HURRY UP AND WAIT.

HURRY UP AND WAIT. It's safe to assume just about anyone with even a passing interest in politics is anxious to see what happens today, but it's worth taking a moment to remember that, in some of the very close races, it's possible we may not know the results tonight, or even tomorrow.

[E]lection experts warn that the number of voters forced to cast provisional ballots Tuesday because of eligibility questions could delay some results in tight races for days or weeks.

New statewide voter databases, strict ID requirements and other factors may increase the percentage of voters whose paper ballots must be reviewed by local officials.

If there's a question about a voter's eligibility, he or she will still be able to cast what's called a "provisional ballot," the validity of which will be determined after other votes have been tallied. It's likely to come up with a voter goes to the wrong precinct, lacks required ID, is listed by a slightly different name than appears in state databases, etc. (In 2004, the first year were used nationwide, about 1.9 million people cast provisional ballots. About 1.2 million were accepted.)

"I think we're going to see a lot more provisionals than we've seen before," says Kimball Brace, president of Election Data Services. "For a poll worker, a provisional is the easy way out."

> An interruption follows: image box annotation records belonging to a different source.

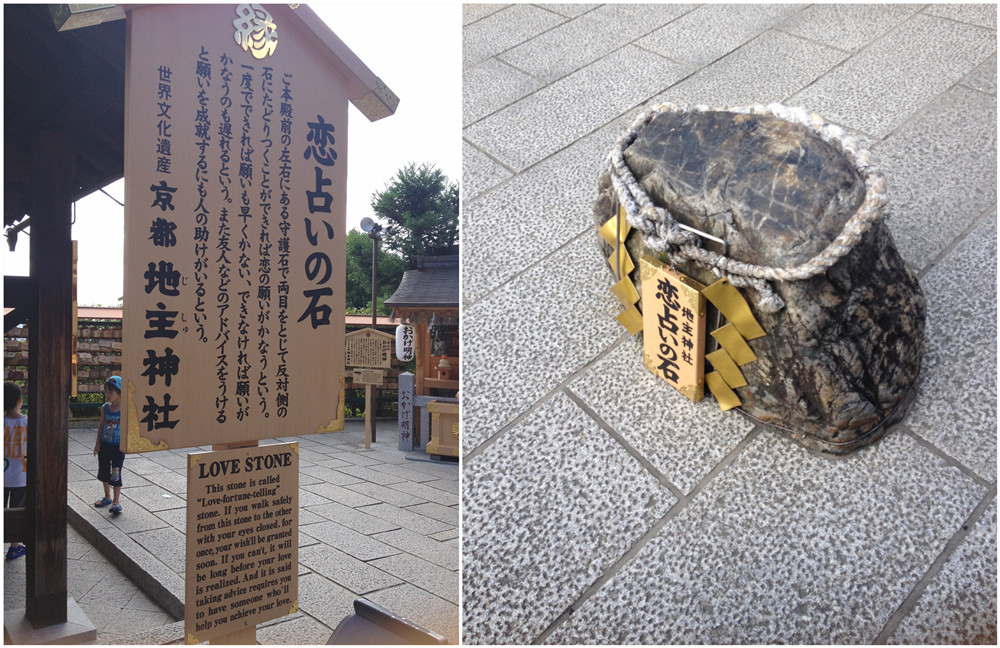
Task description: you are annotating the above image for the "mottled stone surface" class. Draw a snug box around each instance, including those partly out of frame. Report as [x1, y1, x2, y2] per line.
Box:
[595, 112, 925, 453]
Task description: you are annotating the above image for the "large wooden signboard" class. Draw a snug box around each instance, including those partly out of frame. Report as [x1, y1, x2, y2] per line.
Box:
[184, 443, 299, 644]
[344, 328, 396, 369]
[122, 4, 348, 452]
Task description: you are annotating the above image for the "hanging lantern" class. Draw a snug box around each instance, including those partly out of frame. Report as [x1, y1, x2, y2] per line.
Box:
[396, 324, 413, 362]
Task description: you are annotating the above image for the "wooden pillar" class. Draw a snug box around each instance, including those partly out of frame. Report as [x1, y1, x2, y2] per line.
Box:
[25, 132, 76, 628]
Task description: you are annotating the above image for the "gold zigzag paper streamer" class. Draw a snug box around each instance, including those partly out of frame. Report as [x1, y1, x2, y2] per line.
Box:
[701, 277, 767, 340]
[705, 371, 740, 412]
[711, 323, 757, 366]
[600, 206, 642, 335]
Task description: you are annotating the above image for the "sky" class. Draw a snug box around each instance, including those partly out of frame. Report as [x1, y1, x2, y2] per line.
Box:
[0, 2, 462, 306]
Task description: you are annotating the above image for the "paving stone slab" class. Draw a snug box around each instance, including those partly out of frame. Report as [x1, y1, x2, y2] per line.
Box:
[497, 4, 692, 83]
[299, 481, 378, 507]
[364, 502, 452, 535]
[462, 232, 625, 455]
[461, 122, 624, 302]
[778, 4, 921, 51]
[462, 57, 545, 126]
[462, 393, 676, 644]
[637, 4, 802, 68]
[568, 337, 753, 493]
[299, 545, 403, 595]
[299, 573, 358, 638]
[299, 502, 399, 535]
[373, 529, 458, 571]
[872, 86, 997, 270]
[462, 141, 513, 200]
[547, 431, 986, 644]
[462, 4, 566, 67]
[303, 522, 399, 560]
[904, 211, 997, 482]
[465, 45, 690, 171]
[347, 482, 427, 506]
[366, 584, 458, 644]
[924, 3, 997, 30]
[659, 28, 847, 107]
[371, 554, 458, 605]
[962, 55, 997, 96]
[789, 14, 996, 139]
[888, 496, 997, 646]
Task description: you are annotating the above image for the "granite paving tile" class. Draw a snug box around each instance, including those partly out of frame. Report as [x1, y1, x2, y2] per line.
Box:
[462, 393, 676, 644]
[371, 554, 458, 605]
[372, 529, 458, 571]
[888, 496, 997, 646]
[547, 431, 985, 644]
[962, 54, 997, 96]
[872, 86, 997, 270]
[406, 502, 458, 535]
[299, 502, 399, 535]
[568, 337, 753, 493]
[337, 466, 406, 486]
[257, 616, 333, 646]
[465, 45, 690, 171]
[462, 4, 510, 26]
[924, 3, 997, 30]
[299, 482, 378, 507]
[302, 521, 399, 560]
[299, 545, 403, 594]
[462, 57, 545, 126]
[389, 480, 459, 507]
[118, 484, 186, 515]
[366, 584, 458, 644]
[497, 4, 696, 83]
[660, 31, 847, 108]
[462, 141, 513, 199]
[299, 573, 357, 628]
[637, 3, 802, 68]
[462, 234, 625, 454]
[347, 482, 427, 506]
[778, 4, 920, 51]
[361, 503, 451, 535]
[462, 4, 566, 67]
[905, 214, 997, 482]
[461, 122, 624, 302]
[789, 14, 996, 139]
[128, 527, 186, 574]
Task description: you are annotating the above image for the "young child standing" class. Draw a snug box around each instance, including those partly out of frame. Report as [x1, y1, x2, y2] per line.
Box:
[3, 382, 28, 560]
[94, 376, 125, 513]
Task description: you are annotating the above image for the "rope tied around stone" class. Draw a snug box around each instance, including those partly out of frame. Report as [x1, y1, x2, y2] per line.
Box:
[608, 103, 886, 313]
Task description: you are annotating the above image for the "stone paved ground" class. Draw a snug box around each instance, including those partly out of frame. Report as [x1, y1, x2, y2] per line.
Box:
[462, 4, 997, 644]
[4, 421, 459, 645]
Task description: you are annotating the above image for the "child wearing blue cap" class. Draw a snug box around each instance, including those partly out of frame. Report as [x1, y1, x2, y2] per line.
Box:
[94, 376, 125, 513]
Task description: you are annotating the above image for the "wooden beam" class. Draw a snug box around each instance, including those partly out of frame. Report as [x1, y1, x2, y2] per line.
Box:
[25, 132, 76, 628]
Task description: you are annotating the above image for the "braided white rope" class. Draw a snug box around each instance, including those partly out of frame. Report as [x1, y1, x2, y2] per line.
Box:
[608, 103, 886, 313]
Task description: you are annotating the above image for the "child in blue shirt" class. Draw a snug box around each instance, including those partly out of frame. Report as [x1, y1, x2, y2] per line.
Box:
[94, 376, 125, 513]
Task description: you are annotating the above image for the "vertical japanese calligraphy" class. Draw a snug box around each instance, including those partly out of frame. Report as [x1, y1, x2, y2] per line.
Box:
[639, 256, 706, 402]
[123, 5, 347, 451]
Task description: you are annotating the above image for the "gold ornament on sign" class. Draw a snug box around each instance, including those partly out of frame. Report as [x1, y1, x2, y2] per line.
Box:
[233, 4, 278, 59]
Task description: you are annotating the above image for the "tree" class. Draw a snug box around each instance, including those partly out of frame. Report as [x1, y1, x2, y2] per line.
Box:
[345, 230, 406, 315]
[371, 162, 458, 260]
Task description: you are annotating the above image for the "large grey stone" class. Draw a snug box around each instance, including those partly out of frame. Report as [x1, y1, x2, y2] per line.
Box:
[595, 111, 925, 453]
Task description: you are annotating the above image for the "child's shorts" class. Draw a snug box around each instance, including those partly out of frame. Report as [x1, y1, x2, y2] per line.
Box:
[3, 486, 28, 508]
[97, 441, 125, 486]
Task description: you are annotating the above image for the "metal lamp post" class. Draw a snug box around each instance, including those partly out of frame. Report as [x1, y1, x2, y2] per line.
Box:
[361, 216, 382, 441]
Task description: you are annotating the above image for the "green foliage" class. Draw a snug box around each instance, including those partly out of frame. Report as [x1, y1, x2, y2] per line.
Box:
[371, 162, 458, 259]
[345, 230, 406, 315]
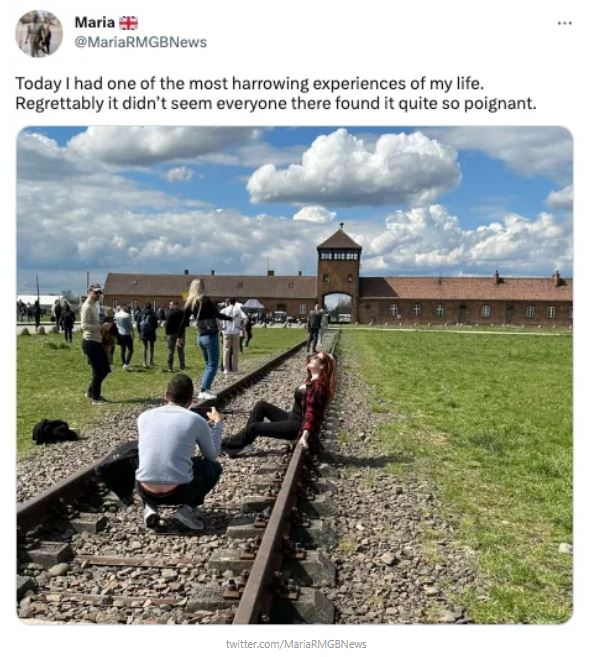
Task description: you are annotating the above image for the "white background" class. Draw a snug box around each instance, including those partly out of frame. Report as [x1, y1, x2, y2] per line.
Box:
[0, 0, 593, 656]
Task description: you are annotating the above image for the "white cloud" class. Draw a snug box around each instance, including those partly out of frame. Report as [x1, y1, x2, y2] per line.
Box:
[358, 205, 572, 275]
[67, 126, 261, 166]
[424, 126, 573, 181]
[546, 185, 573, 210]
[163, 167, 194, 182]
[293, 205, 336, 224]
[247, 128, 461, 206]
[17, 131, 572, 291]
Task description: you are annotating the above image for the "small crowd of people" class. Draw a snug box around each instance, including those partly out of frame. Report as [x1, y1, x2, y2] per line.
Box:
[135, 340, 336, 532]
[80, 279, 253, 404]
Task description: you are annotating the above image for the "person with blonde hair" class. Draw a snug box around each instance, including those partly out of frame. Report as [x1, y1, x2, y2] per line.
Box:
[222, 351, 336, 458]
[177, 278, 232, 399]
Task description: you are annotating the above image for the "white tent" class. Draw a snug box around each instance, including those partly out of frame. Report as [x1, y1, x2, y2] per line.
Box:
[16, 294, 62, 309]
[241, 299, 264, 310]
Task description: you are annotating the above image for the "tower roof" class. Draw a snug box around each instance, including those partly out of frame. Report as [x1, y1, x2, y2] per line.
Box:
[317, 224, 362, 251]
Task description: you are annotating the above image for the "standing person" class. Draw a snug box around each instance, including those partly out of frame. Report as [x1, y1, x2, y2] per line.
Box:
[52, 299, 62, 331]
[138, 303, 158, 367]
[307, 304, 321, 352]
[165, 301, 189, 372]
[243, 313, 253, 347]
[177, 278, 230, 399]
[60, 301, 76, 344]
[319, 310, 329, 349]
[222, 299, 247, 374]
[136, 374, 223, 531]
[113, 306, 134, 370]
[222, 351, 336, 457]
[80, 283, 111, 405]
[33, 299, 41, 329]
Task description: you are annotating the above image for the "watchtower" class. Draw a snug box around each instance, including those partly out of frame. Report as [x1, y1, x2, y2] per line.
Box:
[317, 223, 362, 322]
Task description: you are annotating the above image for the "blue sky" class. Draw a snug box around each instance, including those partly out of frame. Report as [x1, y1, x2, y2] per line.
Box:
[17, 126, 572, 293]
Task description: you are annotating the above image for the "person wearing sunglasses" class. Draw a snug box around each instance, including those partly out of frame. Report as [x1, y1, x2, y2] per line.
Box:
[222, 351, 336, 458]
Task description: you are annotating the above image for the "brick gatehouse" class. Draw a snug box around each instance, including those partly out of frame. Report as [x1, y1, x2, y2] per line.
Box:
[104, 224, 572, 326]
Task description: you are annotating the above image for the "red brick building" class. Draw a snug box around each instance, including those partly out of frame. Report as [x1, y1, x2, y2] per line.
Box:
[105, 224, 572, 326]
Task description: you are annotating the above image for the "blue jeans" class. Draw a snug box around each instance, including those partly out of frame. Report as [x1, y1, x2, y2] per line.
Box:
[198, 333, 220, 390]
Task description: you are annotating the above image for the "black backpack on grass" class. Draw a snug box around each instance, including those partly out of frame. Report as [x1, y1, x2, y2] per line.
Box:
[96, 440, 138, 504]
[33, 420, 78, 445]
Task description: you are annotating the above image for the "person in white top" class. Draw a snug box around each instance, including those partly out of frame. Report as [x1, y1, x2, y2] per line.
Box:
[222, 299, 247, 374]
[80, 283, 111, 404]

As USA Today recently noted, "Some states allow extended periods for determining the eligibility of provisional voters -- up to 28 days in California. In Washington state in 2004, provisional ballots played a role in delaying Gov. Christine Gregoire's victory for more than eight weeks."

"With so much attention focused on pre-election barriers, we've almost forgotten about things that could cause problems on and after Election Day," said Dan Tokaji, a professor at Ohio State's Moritz College of Law. "Provisional ballots are at the top of that list."

In some instances, states may not even know how many provisional ballots were cast until after today.